6. Work Hard and Don’t Limit Yourself
This was an idea that came up in nearly every session during the week. When discussing Training versus Competing, one of the athletes asked about balancing family life with an equestrian career. Both DiAnn and Katie had the same response: don’t limit yourself. They gave many examples of top riders, including themselves, who have done it. When asked about his Olympic experience and his advice to young riders, Will replied with a very simple answer: “Put the work in.” He said even when he didn’t have the horse to jump the top level, he was “riding circles in the sand” and “perfecting his craft.”
5. Forward, Forward, Forward!
In Kirsten’s flatwork demonstration, she placed a lot of emphasis on moving forward. She said that moving forward after a difficult movement or exercise is the most rewarding thing you can do for the horse. She always begins work by allowing the horse to stretch out and relax into a bigger step. During the flat session, Katie encouraged those with spooky horses to move them forward and relax into the aids. She added that once the horse had accepted the aids, he would be ready to work productively.

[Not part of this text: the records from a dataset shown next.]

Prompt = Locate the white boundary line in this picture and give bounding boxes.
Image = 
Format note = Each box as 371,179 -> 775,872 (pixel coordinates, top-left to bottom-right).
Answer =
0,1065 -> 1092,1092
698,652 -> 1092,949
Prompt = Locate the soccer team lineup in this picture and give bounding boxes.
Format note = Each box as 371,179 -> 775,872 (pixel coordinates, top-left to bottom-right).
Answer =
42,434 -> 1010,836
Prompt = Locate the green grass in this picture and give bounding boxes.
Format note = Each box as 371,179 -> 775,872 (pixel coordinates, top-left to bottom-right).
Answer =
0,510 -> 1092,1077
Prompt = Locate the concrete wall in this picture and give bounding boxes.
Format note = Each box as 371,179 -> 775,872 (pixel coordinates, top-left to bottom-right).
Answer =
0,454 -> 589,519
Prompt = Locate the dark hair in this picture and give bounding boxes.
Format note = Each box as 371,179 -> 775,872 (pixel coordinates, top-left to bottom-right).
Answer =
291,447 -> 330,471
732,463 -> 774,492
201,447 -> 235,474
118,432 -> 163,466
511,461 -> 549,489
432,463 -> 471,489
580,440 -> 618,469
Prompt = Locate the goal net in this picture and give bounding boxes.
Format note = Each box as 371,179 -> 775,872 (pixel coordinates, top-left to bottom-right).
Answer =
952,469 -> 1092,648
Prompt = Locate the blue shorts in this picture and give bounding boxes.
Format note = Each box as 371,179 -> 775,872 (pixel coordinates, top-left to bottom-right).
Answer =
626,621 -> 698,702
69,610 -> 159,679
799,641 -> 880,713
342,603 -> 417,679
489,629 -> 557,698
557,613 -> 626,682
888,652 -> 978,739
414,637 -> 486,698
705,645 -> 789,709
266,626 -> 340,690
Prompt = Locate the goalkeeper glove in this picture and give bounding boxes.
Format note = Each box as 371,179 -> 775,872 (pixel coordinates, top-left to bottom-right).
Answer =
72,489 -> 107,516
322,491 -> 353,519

4. It Takes 5 Characteristics to be Great
The five terms that George Morris pressed upon USEF Youth Chef d’Equip, DiAnn Langer, are ambition, emotion, management, selection and talent. Katie had the same list of features, although emotion was found in the fourth spot. We need to have the ambition to continue in the sport and reach for a new level of riding and horsemanship every day. DiAnn placed a huge emphasis on being able to control emotions. “You aren’t going to win every time. You will fall off some days and have double clear rounds the next. Being able to control your emotions in every situation is crucial.” Without management, our horses are nothing. We need to be able to manage their schedules, fitness, and training in order to be successful. Selection comes when picking horses. As riders we need to have the ability to pick horses that will not only be successful in the sport, but also be trainable and sound. The final term on the list is talent. If a rider has the other four characteristics, natural riding talent is less important.
3. Train What Went Wrong
In all the mounted sessions, Katie reiterated the importance of training what went wrong. If a rider had a horse that was a bit hot, they were instructed to halt after a line. If the horse was lazy, the rider was to gallop around the ring. Katie also emphasized this in her training methods. “If I have a horse that always has the same problem at the shows, we go home and work on it.” In today’s world of constant competing, the training aspect is often lost, impacting our showing and success.
2. Create a Team With Your Horse
When asked what to do with hot horses, Kirsten replied with a simple, “Don’t create robots. Create a team with your horse.” As the rider of a hot horse, it was a great reminder to always work on making the team stronger, rather than submitting to an unconscious routine. Kirsten added that it was important to change things up in and out of the ring. If a horse had a long, hard week, it was a good idea to take a long walk or trail ride. If she had a horse with a particular habit she would train the opposite of it. In the end, every time she gets in the saddle, her number one priority is to strengthen the team of horse and rider.
1. Ask Why
At every stage of the clinic the athletes were encouraged to ask why. Understanding the answer to this question is central to the equestrian journey. It clarifies the purpose of exercises, competition, training, and horse care; it helps us to set goals and be able to measure progress toward those goals, large or small; it keeps us focused on the joy of the process; it gives depth and meaning to being a true horseman.